Desde a tarde de terça-feira 12 de março, quando Jorge Mario Bergoglio surgiu numa das sacadas da Basílica de São Pedro na condição de novo papa da igreja católica, pouco tenho feito além de responder a curiosidades, questões pertinentes e impertinentes, importância do líder vaticanista mundo afora etc. 

Fora o fato de o papa Francisco ser latino-americano, pouco há de novidade na escolha da cúpula de Roma. O discurso sobre o desgaste da cúria romana, fato que acelerou a urgência de ir buscar "no fim do mundo" um novo sumo pontífice, me parece exagerado (o tal desgaste atravessou o século XX, flertou com o nazismo e as ditaduras do mundo; ademais, viu crescerem todas as religiões do planeta, enquanto o catolicismo só caiu, só se perdeu nos próprios riachos do imobilismo). Que o papa não foi escolhido para uma missão longa e revolucionária (basta lembrar que ele já tem 76 anos e foi eleito no vácuo da estranha renúncia de Ratzinger), isso é certo. Que ele é moralmente muito conservador e leva sobre as costas o apoio à ditadura sangrenta da Argentina nos anos 1970 e 80, isso é indelével. Mais: recai sobre Francisco uma dúvida quanto à nobreza da escolha de seu novo nome - na minha opinião, deve-se mais ao jesuíta que colonizou o diferente do que ao Assis que amou o próximo, ainda que sempre distante. 

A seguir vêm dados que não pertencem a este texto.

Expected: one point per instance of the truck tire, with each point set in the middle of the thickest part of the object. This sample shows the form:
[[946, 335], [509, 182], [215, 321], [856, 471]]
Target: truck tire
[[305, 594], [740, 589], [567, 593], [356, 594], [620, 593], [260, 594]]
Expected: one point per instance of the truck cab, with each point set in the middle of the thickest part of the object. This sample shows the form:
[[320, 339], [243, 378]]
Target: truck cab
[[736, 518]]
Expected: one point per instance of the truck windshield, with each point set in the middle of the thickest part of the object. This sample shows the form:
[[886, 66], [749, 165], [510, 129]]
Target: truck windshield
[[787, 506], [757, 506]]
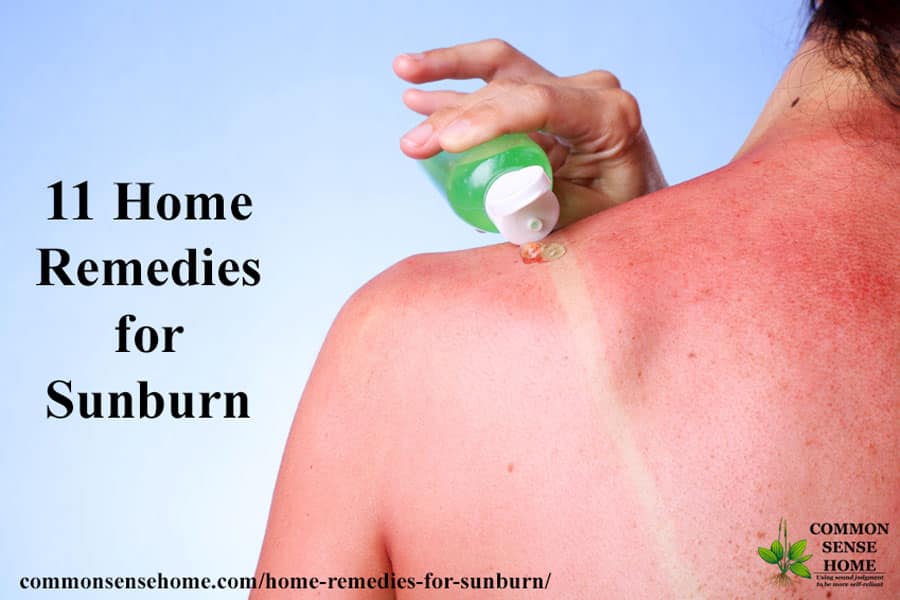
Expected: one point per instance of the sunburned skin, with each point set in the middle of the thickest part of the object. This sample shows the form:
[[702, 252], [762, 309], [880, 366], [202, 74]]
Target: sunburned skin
[[538, 252], [634, 419]]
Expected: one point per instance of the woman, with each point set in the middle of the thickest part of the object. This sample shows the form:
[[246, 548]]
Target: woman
[[639, 417]]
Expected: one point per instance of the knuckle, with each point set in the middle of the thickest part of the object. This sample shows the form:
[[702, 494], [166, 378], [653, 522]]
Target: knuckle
[[627, 110], [499, 49], [541, 94], [603, 78]]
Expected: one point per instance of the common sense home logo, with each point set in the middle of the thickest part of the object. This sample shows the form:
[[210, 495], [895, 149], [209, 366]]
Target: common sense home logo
[[786, 556]]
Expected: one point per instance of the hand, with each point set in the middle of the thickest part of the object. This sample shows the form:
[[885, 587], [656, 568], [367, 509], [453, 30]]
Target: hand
[[588, 125]]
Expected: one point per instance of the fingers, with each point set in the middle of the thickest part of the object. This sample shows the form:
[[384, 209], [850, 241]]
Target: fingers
[[602, 122], [597, 79], [485, 60], [425, 103]]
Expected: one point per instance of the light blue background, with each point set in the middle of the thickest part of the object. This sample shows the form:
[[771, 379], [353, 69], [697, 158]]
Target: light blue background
[[296, 104]]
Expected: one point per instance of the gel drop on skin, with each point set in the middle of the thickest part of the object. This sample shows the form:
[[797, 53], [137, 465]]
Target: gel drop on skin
[[504, 186]]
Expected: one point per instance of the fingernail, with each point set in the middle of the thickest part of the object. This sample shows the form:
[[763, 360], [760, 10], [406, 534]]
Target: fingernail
[[456, 132], [419, 135]]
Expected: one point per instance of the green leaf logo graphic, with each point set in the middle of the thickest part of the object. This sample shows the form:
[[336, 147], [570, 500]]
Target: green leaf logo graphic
[[792, 560], [767, 555], [796, 550], [800, 570], [777, 550]]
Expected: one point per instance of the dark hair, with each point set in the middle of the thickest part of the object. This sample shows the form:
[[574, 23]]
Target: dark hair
[[863, 35]]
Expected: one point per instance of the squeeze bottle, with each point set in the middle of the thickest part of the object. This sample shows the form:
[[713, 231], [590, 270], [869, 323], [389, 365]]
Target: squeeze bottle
[[503, 186]]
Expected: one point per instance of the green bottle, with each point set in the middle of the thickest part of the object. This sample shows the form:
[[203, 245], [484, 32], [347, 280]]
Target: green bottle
[[504, 186]]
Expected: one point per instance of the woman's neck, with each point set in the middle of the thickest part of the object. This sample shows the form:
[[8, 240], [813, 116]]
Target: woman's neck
[[813, 98]]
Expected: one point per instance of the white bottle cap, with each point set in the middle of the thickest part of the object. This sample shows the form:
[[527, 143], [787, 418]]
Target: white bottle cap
[[522, 205]]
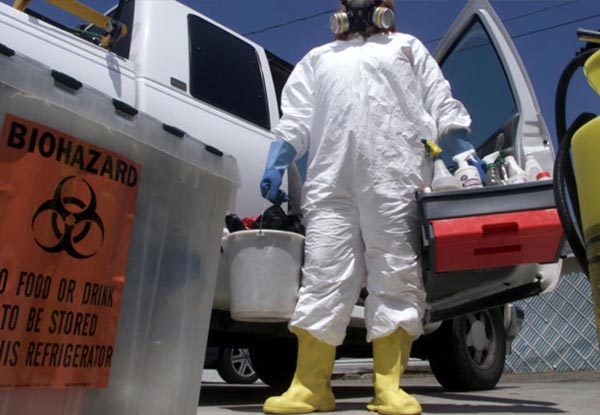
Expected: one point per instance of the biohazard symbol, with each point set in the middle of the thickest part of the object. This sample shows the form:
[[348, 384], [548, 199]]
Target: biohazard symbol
[[68, 223]]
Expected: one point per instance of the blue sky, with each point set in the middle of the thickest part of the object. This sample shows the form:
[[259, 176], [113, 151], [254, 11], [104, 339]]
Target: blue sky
[[544, 32]]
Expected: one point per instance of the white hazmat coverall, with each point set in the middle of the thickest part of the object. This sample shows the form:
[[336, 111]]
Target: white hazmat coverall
[[360, 108]]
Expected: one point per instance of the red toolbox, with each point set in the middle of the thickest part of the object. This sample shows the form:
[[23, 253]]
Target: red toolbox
[[490, 227]]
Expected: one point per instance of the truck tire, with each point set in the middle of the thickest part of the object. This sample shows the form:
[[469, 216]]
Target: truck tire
[[468, 352], [275, 363], [235, 366]]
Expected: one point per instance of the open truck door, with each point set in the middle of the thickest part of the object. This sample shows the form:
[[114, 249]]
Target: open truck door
[[484, 248]]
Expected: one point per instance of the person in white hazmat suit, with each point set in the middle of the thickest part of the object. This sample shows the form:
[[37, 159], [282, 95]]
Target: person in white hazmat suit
[[360, 106]]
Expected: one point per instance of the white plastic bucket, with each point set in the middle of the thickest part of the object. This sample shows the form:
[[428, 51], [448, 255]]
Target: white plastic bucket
[[264, 274]]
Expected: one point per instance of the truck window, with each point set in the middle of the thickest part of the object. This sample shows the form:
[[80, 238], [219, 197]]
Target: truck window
[[125, 16], [478, 80], [225, 72]]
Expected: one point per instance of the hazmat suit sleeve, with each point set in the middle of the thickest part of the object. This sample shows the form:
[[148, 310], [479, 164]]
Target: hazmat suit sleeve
[[297, 106], [449, 113]]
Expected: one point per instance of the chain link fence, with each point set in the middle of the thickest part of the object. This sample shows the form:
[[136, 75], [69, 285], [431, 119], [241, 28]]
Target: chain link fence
[[559, 331]]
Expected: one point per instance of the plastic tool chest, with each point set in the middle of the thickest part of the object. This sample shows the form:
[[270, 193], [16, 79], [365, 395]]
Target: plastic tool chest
[[490, 227]]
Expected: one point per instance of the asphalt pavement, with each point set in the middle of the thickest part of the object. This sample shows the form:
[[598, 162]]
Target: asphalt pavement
[[543, 393]]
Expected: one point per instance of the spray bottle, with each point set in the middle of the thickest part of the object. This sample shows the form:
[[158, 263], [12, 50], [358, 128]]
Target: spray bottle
[[493, 174], [442, 179], [532, 167], [466, 174]]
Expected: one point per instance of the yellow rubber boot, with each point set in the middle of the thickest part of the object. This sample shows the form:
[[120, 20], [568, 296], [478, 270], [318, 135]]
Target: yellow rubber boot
[[310, 390], [390, 356]]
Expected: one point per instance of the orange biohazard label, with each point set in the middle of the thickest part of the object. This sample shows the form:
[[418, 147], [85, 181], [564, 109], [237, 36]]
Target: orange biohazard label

Tenho dito a todo o mundo que, dentre as escolhas possíveis, Bergoglio não é das piores, apesar do que já escrevi e também do fato de ele ser da tropa de elite no combate à ideia de uma igreja que, hipertardiamente, atinja o século XXI. Não virá de Bergoglio nada que pense o respeito à diversidade sexual e à emancipação feminina, nem nada semelhante ao profundo espírito reformador de um João XXIII, por exemplo. Certamente não virá. 

A "defesa da vida" (lema inócuo que se debate com uma prática contraditória e muito doída para as minorias sociais) ainda terá de lidar com os fantasmas que habitam os corredores luxuosos do Vaticano e, num passado recente, apoiaram genocídios e penas de morte por Estados-nação. 

Talvez venha do papado do argentino um pouco mais de misericórdia para com os pobres do mundo, o que não significa que a riqueza exploratória e desumana do capital gigante venha a ser questionada. No lugar da luta para mudar o mundo, sobrarão os pães que atenuam a fome, mas não questionam o seu porquê. Enfim, tudo como antes nas terras vaticanas. Vida que segue. Fé que segue.